By Mandela Wells
I have said before to people and I say it again: Casey Affleck is arguably the most underrated actor in the industry today. He deserves more credit than he has received over the years. Affleck’s filmography is as impressive and diverse as his acting ability. From his fascinating turn in “The Assassination of Jesse James by the Coward Robert Ford,“ his tough Boston PI character in “Gone Baby Gone,“ the powerful performance he gave in “The Killer Inside Me,“ the charisma in “Ain’t Them Bodies Saints,“ and his gritty work in “Triple 9.“ Affleck can go places and bring the emotion needed.
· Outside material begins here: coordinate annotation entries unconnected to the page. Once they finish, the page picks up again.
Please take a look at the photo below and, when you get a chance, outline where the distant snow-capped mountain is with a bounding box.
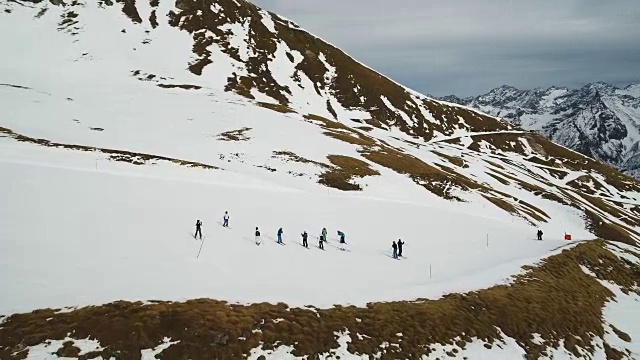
[440,82,640,177]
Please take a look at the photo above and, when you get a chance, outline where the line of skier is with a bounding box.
[193,211,404,259]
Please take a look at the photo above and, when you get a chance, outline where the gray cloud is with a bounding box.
[254,0,640,96]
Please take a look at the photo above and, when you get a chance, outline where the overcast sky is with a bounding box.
[253,0,640,96]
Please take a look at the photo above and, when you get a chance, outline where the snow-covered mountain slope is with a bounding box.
[0,0,640,359]
[442,83,640,177]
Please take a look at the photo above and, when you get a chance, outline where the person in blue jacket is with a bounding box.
[278,228,284,244]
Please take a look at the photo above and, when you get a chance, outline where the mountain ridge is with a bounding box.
[440,82,640,177]
[0,0,640,360]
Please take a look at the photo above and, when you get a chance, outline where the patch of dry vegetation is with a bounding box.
[318,155,380,191]
[256,101,295,114]
[432,151,469,168]
[304,114,377,146]
[361,147,480,201]
[158,84,202,90]
[273,150,330,168]
[487,169,511,185]
[0,127,220,170]
[0,241,640,359]
[159,0,512,139]
[218,127,251,141]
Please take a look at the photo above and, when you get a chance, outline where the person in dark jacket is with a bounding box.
[338,231,347,251]
[222,211,229,227]
[278,228,284,244]
[193,219,202,240]
[251,226,260,245]
[398,239,404,257]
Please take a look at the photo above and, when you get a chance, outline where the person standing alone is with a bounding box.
[278,228,284,244]
[222,211,229,227]
[398,239,404,257]
[193,219,202,240]
[251,226,260,245]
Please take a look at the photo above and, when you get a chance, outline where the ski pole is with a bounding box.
[196,238,206,259]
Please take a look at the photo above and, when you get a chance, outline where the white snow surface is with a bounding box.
[0,140,579,313]
[0,0,640,359]
[0,1,638,313]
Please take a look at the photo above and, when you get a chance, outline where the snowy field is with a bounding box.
[0,141,584,314]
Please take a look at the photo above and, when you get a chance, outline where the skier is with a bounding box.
[193,219,202,240]
[338,230,347,251]
[398,239,404,257]
[251,226,260,245]
[222,211,229,227]
[278,228,284,244]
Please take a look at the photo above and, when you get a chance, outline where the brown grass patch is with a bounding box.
[218,127,251,141]
[272,150,330,168]
[118,0,142,24]
[432,151,469,168]
[318,155,380,191]
[158,84,202,90]
[304,114,376,146]
[482,195,520,216]
[0,127,220,170]
[487,169,511,185]
[0,241,640,359]
[256,101,295,114]
[361,147,484,201]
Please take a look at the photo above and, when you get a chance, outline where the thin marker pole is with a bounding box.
[196,239,204,259]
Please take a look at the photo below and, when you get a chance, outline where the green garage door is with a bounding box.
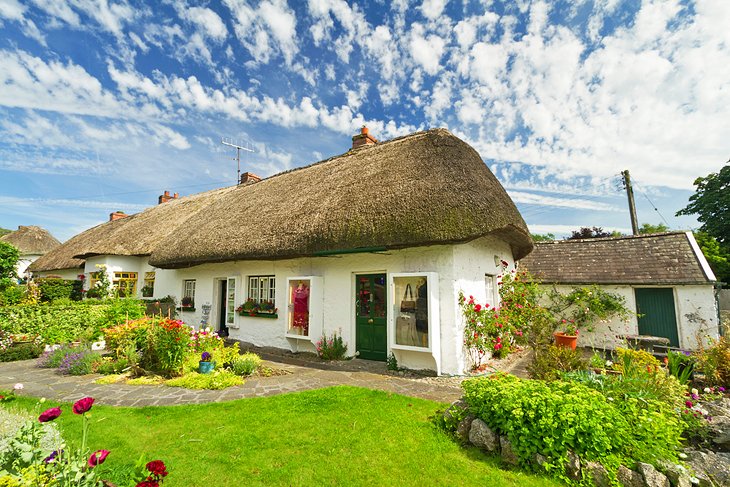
[634,288,679,347]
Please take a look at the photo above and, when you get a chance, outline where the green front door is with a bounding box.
[634,288,679,347]
[355,274,388,362]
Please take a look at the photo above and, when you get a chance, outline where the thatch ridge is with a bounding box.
[0,225,61,255]
[150,129,532,268]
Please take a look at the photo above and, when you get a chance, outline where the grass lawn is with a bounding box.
[7,386,558,487]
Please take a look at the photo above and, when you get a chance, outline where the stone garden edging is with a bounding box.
[443,399,704,487]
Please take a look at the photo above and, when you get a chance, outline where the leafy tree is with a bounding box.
[568,227,621,240]
[694,232,730,286]
[0,241,20,289]
[677,165,730,248]
[530,233,555,242]
[639,223,669,235]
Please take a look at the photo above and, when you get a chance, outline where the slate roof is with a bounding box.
[520,232,715,284]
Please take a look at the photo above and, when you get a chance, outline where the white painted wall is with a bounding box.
[146,238,514,374]
[551,284,718,350]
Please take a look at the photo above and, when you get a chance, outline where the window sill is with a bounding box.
[238,311,279,319]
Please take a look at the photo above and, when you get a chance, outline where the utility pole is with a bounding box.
[221,138,253,184]
[621,169,639,235]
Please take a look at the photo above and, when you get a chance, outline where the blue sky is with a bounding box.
[0,0,730,240]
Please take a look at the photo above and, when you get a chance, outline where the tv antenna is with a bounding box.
[221,137,253,184]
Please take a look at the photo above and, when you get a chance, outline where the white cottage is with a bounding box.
[29,129,532,374]
[520,232,720,350]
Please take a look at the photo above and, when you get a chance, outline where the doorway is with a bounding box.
[355,274,388,362]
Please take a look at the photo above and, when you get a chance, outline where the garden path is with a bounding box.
[0,359,461,407]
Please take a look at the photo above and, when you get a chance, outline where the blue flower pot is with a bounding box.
[198,362,215,374]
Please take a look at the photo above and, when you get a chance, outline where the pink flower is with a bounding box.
[88,450,109,467]
[38,408,61,423]
[73,397,94,414]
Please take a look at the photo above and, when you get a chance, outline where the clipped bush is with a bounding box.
[527,345,588,380]
[165,370,244,390]
[231,352,261,375]
[462,374,683,476]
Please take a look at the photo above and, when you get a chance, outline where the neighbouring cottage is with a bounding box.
[0,225,61,279]
[32,128,533,374]
[519,232,719,350]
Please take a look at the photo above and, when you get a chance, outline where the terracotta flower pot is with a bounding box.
[553,331,578,350]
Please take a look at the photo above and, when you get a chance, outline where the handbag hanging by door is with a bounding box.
[400,284,416,313]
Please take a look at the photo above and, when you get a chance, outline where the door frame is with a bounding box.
[349,270,392,360]
[631,284,685,348]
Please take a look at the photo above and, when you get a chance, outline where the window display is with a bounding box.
[393,276,429,348]
[287,279,311,336]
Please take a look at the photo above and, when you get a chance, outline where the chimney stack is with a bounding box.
[109,211,129,222]
[240,172,261,185]
[157,190,178,205]
[352,125,378,149]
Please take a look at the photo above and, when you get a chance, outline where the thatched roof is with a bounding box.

Affleck once again does such a remarkably job in “Manchester by the Sea.“ Such an heartfelt film that really gets you deep. Affleck, Michelle Williams, Lucas Hedges, and director Kenneth Lonergan bring to you a tremendously well done production that hits on every cylinder imaginable.
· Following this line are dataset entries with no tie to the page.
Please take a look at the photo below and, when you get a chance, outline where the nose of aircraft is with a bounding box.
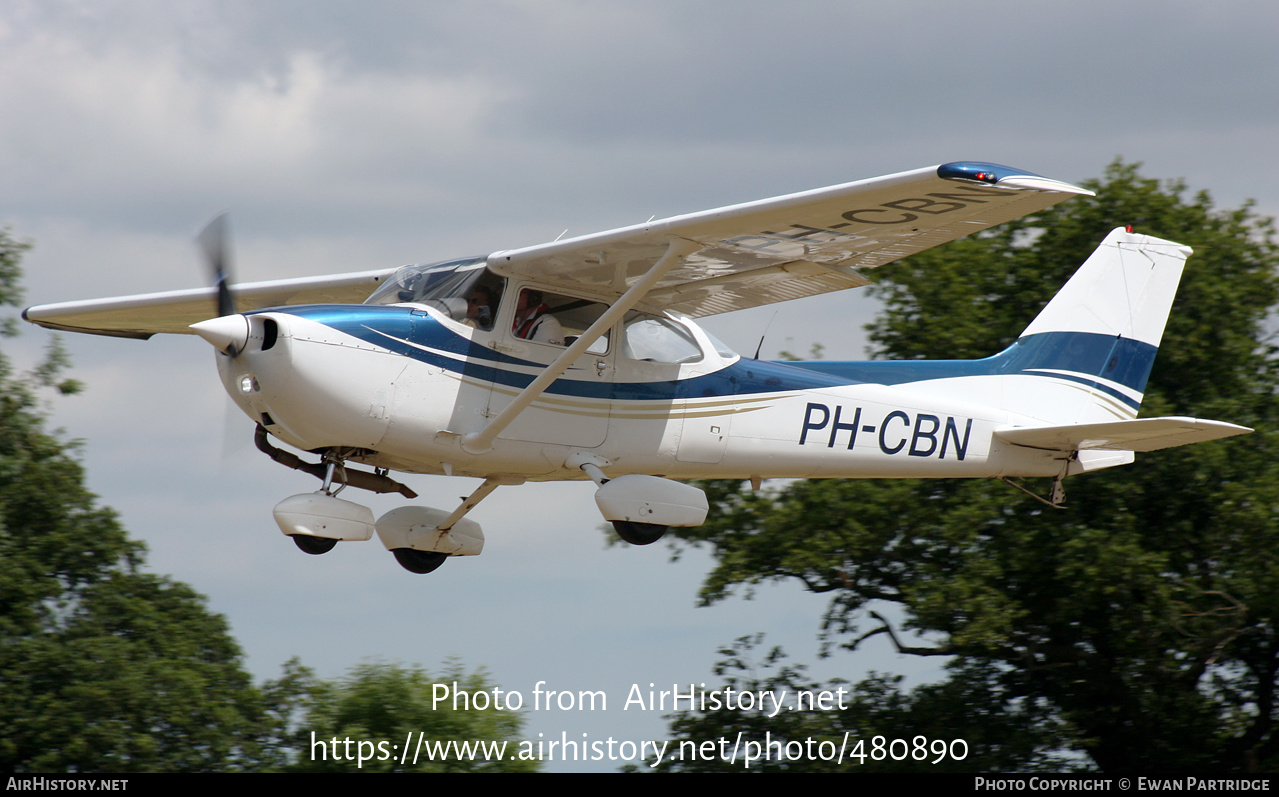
[189,313,249,357]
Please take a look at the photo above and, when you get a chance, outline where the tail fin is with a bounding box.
[991,228,1191,425]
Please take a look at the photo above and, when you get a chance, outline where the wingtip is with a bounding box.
[938,160,1096,197]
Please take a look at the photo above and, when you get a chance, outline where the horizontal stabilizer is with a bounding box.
[995,417,1252,452]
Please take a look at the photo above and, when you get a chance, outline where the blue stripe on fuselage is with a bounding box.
[257,304,1157,407]
[257,304,849,402]
[796,331,1159,407]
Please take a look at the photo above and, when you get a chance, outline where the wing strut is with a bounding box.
[462,238,701,454]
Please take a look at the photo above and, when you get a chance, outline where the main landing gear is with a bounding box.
[257,426,509,573]
[613,521,670,545]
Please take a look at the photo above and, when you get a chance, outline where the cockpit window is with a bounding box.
[622,310,702,363]
[365,257,506,330]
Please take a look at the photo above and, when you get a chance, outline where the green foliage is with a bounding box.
[0,233,288,773]
[679,162,1279,773]
[659,635,1078,773]
[290,663,538,773]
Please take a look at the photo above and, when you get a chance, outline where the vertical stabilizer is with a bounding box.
[995,229,1191,423]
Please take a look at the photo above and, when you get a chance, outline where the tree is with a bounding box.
[290,663,538,773]
[0,230,292,771]
[679,162,1279,771]
[659,635,1077,773]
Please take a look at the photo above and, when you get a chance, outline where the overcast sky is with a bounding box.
[0,0,1279,770]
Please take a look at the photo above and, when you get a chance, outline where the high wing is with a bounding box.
[23,161,1092,339]
[489,161,1092,317]
[22,269,395,339]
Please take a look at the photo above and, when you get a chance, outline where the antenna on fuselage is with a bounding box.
[755,310,778,359]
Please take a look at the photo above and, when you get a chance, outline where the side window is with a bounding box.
[622,311,702,363]
[510,288,609,354]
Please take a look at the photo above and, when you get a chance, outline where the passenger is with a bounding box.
[512,288,564,345]
[463,285,492,330]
Affleck plays Lee Chandler, a janitor living outside his hometown of Manchester, Massachusetts. Lee’s brother Joe (Kyle Chandler) passes away, and Lee is made the guardian of Joe’s son Patrick (Hedges). Lee, having lived away from home of for a specific reason, is shocked and extremely hesitant to go forth with the changes that will occur from his brother’s will. He returns to figure out what he is going to do with Patrick and also to deal with his ex wife Randi (Williams) and the community in Manchester.
A phenomenal film! I was surprised by the humor but don’t get it twisted it is an emotional story. The entire sea setting is perfect because oceans and water in general show your reflection and when your at a place with that you immediately start thinking and reflecting back to days long past. An excellent setting decision from the script. Its even more interesting how the redemption in the story doesn’t come intentionally for these folks. It kinda just happens for them and they find they’re way again or a new life at least.
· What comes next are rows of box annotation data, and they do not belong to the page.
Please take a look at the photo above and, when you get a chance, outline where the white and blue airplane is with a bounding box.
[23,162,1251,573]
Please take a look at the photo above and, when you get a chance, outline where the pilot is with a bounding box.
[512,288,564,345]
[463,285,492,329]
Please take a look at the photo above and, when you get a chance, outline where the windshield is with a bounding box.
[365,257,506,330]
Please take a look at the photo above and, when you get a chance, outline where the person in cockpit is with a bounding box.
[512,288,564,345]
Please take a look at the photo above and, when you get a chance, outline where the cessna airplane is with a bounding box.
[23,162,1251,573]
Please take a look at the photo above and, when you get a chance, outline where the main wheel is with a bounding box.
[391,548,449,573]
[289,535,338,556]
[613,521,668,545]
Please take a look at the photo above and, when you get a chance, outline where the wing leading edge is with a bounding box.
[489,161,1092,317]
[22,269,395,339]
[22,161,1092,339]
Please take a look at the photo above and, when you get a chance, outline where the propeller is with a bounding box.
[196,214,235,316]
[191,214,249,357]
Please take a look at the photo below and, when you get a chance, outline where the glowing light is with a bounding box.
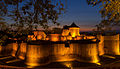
[67,36,72,40]
[50,34,60,41]
[63,62,72,69]
[69,27,80,37]
[61,37,67,41]
[103,55,115,59]
[96,63,101,65]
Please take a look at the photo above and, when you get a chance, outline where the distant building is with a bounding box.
[28,30,47,40]
[62,22,80,37]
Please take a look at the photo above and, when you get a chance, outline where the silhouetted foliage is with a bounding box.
[87,0,120,29]
[0,0,64,45]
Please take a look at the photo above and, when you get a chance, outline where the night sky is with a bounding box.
[55,0,101,31]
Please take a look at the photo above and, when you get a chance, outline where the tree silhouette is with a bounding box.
[87,0,120,26]
[0,0,64,44]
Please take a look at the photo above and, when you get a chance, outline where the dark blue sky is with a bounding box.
[55,0,101,31]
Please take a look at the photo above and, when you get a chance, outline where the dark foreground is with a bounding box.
[0,55,120,69]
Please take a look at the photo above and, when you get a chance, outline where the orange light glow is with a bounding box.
[69,27,80,37]
[67,36,72,40]
[61,36,67,41]
[50,34,60,41]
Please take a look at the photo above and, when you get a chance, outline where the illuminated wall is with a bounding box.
[28,31,46,40]
[1,43,18,56]
[69,27,80,37]
[28,35,36,40]
[104,34,120,55]
[25,43,50,66]
[49,34,61,41]
[62,29,70,36]
[97,35,104,55]
[18,43,27,60]
[52,43,99,63]
[86,36,95,39]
The cinematography was great, as it really captured that Massachusetts bay area cold the distinct houses and settings of a place close to the sea where again people reflect. The editing was done really well even with the flashbacks. The script overall was really well thought out and well executed. Kenneth Lonergan wasn’t a name I knew much about, but his grappling of this was really unique. He deals more with the nostalgia that happens after the tragedy than the actual tragedy even though it serves as the drive of the film. Lonergan focuses mainly on the guilt in the film as well and that serves as some really fascinating elements that we don’t see a lot of in these films. He did a fantastic job.
Casey Affleck gives a career best performance that shatters his past roles. Along with Patrick, Lee is having to hold on an immeasurable amount of grief, pain, and even anger as he is forced to come back and face so many difficult things from his life. Casey’s low distinct tone in speech as well as his ability to convey these feelings makes him the perfect actor for this role. He has an Oscar nomination locked in tight for this. Michelle Williams was great here! She nailed the Boston accent so well. One of her best scenes was the reunion she had with Lee. She also deals with the grief as well as what happened in her marriage and its done so flawlessly that it made me remember again how well she can draw upon these deep heavy feelings. Lucas Hedges delivers a breakout performance here as tough Massachusetts kid who is trying to figure out his teenage life without a father. So Patrick has an interesting relationship with his uncle whom he really does need in his life.
Another one of the years best, “Manchester by the Sea” will most certainly be a contender for best picture at the Academy Awards.